# Ford 7700 Simms injector pump



## brushhogger (Oct 14, 2013)

Hello
I traded for a 7700. Doing some fixin and have some questions.
It appears as if the pump has been off this tractor. I don't know for sure and don't know if it was rebuilt or not.
There are two set "screws" that have holes for wire, but no wire in them.
I'm wondering if they are set where they need to be or not.
What does this adjustment do? What does this part of the pump control?
thanks


----------



## the key of knowledge (Jul 12, 2020)

Just a guess(none of my ford manuals cover the 7700) but looks like one is idle speed and the other is a stop to prevent overspeed?


----------



## thepumpguysc (Jan 25, 2015)

Hi Idle & low idle screws..


----------



## brushhogger (Oct 14, 2013)

thepumpguysc said:


> Hi Idle & low idle screws..


thank you

the top one is not touching so I'm curious is that normal?
should I turn it down as to keep that from moving around?

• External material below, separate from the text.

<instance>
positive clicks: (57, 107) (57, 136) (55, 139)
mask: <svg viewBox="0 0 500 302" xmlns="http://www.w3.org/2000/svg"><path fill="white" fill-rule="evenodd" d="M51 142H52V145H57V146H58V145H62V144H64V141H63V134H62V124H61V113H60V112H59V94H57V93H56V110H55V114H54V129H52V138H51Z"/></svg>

I haven't watched it when the tractor is running to know if it moves, it does not by hand


----------



## thepumpguysc (Jan 25, 2015)

Don’t touch the screws unless there’s a problem w the speed.
That cam won’t move until u move the throttle .. it will touch the bottom screw at low idle & touch the top screw when u move the throttle lever to increase the rpms..


----------



## brushhogger (Oct 14, 2013)

will do


----------